Öğretmen haberleri ve gelişmelerden hemen haberdar olmak için Telegram kanalımıza katılın!
Anayasa Mahkemesi, Öğretmenlik Meslek Kanunu’nun bazı hükümlerinin iptal talebini 9 Kasım’da Esastan görüşüp, karara bağlayacakmış.
Bu haber görünce, sınav iptalin ayak sesleri mi geliyor dedim.
Çünkü görüşme tarihinin 9 Kasım’a yani sınav öncesine alınması çok manidar...
Sınav konusunda inatlaşan ve otorite meselesine dönüştüren bakanlık, iptal meselesini mahkemeye mi çözdürecek? soruları akıllara geliyor.
Herkesin karşı olduğu kariyer basamakları sınav şartının kaldırılmasının artık bir zorunluluk olduğu ortada.
Çünkü sendikalar “Sınav şartı kaldırılsın” diyor, öğretmenler “Sınav şartı kaldırılsın” diyor, siyasiler “Sınav şartı kaldırılsın” diyor, seçime giden Türkiye’de bir tek Sayın Bakan “Sınav yapacağım” diyor.
Sınav karşıtlığı cephesinde baktığımızda aylardır sınava tepkiler çığ gibi, sendikaların basın açıklamaları, eylem kararları peş peşe, öğretmenler 2 Kasım’da tüm zamanların en büyük katılımlı iş bırakma eylemini gerçekleştirdi.
MEB cephesinden baktığımızda, Sayın Bakan tüm platformlarda hala sınavı savunma çabaları gösterirken; sınava sadece günler kaldı, sınav yerleri duyurulmadı, sınav görevlileri duyurulmadı, sınav planlaması ile ilgili bir planlama açıklanmadı ve 9 Kasım’da Anayasa Mahkemesi konuyu esastan görüşecek.
Tüm parçaları birleştirdiğimizde Anayasa Mahkemesi bu krizi çözecek gibi görünüyor.
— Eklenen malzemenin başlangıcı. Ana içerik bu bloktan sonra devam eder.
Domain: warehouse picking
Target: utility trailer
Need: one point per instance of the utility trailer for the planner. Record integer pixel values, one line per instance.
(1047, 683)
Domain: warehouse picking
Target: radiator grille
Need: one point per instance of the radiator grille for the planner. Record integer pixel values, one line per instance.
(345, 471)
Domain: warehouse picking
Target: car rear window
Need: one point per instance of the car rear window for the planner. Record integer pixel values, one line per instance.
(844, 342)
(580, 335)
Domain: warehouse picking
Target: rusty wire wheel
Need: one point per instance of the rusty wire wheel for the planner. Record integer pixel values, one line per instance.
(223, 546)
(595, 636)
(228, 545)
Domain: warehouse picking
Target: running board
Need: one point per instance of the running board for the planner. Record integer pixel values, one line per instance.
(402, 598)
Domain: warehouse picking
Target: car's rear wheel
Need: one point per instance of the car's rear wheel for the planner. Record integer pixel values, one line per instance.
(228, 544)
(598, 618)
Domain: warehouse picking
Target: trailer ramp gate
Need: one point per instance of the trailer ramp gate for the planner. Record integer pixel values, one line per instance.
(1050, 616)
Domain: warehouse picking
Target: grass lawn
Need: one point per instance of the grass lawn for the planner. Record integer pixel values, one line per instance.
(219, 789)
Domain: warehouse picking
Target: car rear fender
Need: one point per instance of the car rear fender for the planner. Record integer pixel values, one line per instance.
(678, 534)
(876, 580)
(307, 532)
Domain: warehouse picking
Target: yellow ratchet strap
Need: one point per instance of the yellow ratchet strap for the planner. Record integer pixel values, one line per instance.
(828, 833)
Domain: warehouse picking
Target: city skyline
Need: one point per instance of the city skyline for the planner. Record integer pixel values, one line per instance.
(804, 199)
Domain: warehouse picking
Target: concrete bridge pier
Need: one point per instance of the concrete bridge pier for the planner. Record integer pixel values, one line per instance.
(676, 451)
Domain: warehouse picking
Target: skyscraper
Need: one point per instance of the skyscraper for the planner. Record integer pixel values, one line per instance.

Kanunun üstünlüğü dikkate alınarak, öğretmenlerin lehine bir kararla herkes rahat nefes alacak umudundayım.
Böylece kimsenin otoritesi sarsılmış olmayacak, seçime giden Türkiye’de öğretmenler küstürülmüş olmayacak…
Öğretmenler olarak 9 Kasım’ı heyecanla bekliyoruz. Ekonomik sıkıntılarla mücadele veren öğretmenlerin sıkıntılarına artık çözüm bulunsun. Maaş zammını sınav başarısına bağlama tutumundan artık vazgeçilsin.
Çünkü öğretmenlerin kariyer diye bir derdi yok, öğretmenler diplomalarını aldıkları gün kariyerlerini de belgelemişlerdir, yapılmak istenen sınav da zaten kariyer sınavı değil.
Öğretmenlerin; düşük maaşla geçinememe derdi var, öğretmenlerin itibar derdi var, öğretmenlerin; fedakarlık söyleminin altına gizlendirilmiş emeğinin karşılığını alamama ve adaletsiz gelir dağılım derdi var.
Yetkililerden, yapılacak düzenlemelerle bu dertlerimize çare bekliyoruz!